音声認識も自動翻訳も、便利なツールだ。でも、ツールは融通がきかない。プログラムで決められたこと以外のことはできない。音声認識も自動翻訳も、最近になってやっと精度がよくなってきたから実用レベルになってきたとはいっても、プログラムに決められたこと以外ができないのは相変わらずだ。だから、機械が認識しやすいように、人間側が行動を機械に合わせて最適化するようになる、というのは別に最近に限ったことじゃなくて機械といったツールを使うようになってから人類がずっと通ってきたことだ。

人が自分にとって便利にするために道具を生み出すが、その道具を使いこなすためには人はその道具に合うように自身の行動を変化させ道具に最適化する必要がある。程度の差はあれど、これは変わらない。
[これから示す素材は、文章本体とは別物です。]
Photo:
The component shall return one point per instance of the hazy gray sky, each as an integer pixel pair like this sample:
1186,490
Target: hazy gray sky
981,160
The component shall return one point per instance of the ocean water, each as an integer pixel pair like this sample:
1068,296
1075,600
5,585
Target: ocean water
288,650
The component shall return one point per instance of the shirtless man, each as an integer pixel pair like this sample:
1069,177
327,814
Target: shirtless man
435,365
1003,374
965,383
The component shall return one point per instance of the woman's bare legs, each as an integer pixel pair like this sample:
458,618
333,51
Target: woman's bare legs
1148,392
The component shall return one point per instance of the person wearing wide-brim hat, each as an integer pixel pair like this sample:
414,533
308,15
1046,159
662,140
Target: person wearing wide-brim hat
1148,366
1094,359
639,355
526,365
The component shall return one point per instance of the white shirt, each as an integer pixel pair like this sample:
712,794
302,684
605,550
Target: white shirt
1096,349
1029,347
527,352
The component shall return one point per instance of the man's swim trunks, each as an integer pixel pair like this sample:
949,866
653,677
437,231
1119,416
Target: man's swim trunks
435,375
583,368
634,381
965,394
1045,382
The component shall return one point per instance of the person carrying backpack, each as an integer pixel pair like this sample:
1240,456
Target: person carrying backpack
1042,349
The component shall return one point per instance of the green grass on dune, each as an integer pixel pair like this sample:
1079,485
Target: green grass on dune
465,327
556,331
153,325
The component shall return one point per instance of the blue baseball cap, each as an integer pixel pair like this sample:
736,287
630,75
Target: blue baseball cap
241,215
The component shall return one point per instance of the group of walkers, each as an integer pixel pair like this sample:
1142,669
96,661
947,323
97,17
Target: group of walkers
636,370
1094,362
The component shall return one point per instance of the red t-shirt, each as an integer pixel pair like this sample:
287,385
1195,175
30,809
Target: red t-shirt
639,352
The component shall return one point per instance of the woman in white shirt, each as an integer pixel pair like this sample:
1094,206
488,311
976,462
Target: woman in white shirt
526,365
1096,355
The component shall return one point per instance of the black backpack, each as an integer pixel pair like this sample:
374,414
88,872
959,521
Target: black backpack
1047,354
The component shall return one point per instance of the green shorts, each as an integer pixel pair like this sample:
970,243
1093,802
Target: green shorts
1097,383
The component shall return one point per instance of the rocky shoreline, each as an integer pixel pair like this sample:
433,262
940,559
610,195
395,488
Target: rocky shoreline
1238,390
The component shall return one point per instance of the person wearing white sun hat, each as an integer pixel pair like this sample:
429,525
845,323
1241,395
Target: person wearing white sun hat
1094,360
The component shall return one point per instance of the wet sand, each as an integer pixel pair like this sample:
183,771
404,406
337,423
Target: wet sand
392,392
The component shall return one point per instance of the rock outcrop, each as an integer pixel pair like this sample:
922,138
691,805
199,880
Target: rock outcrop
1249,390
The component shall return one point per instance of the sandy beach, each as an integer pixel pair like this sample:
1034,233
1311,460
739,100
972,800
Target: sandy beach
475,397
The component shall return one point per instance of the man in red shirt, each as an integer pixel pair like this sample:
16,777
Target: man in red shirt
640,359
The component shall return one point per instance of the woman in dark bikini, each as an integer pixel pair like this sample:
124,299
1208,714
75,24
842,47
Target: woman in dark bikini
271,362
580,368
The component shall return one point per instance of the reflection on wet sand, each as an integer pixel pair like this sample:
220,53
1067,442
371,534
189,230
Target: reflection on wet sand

ITは人が使うツールだけれど、使ううちに人そのものが変わっていく。行動が変わる。行動が変わることで、身体が変わる。考え方や認知、認識、思考、感じ方も変わるかもしれない。

ツールを使ううちに人が変わる。でも通常は、ツールそのものの目的は設計されるけれど、副次的な、ツールを使うことによる人の変化までは設計されていない。

一方で最近は心理学、認知科学行動経済学での知見も増えてきて、またその共有も進み、ツールを設計する側にもこれらの知見を積極的に活用していこうというのが広まっている。そこで、ツールを使うことによる、人の変化も設計する、という向きも少しずつ出てきている。

こわい?でも、意図してもしなくても、ツールの利用によって人は変わる。どこまで設計できるのかは未知だけれど、望むとも望まぬとも、そちらの方向へ向かっていくんだと思っている。

そういうことに関心を持ったのは、数年前からこういった研究をしている研究者の話を聞いていたから。正確にはもやもやと感じていたことを、研究者の言葉によって言語化されて、ああそういうことだったのか、と腑に落ちた。だから、ひとつひとつの研究じゃなくて、ストーリー全体を見せたいなあと、結構長いインタビュー記事を2年以上前に書いた。

ただそれから2年以上経っても、ちゃんと体系化はされていない、ように思う。もやもやするんだよなー。もう少しこのあたり整理したい。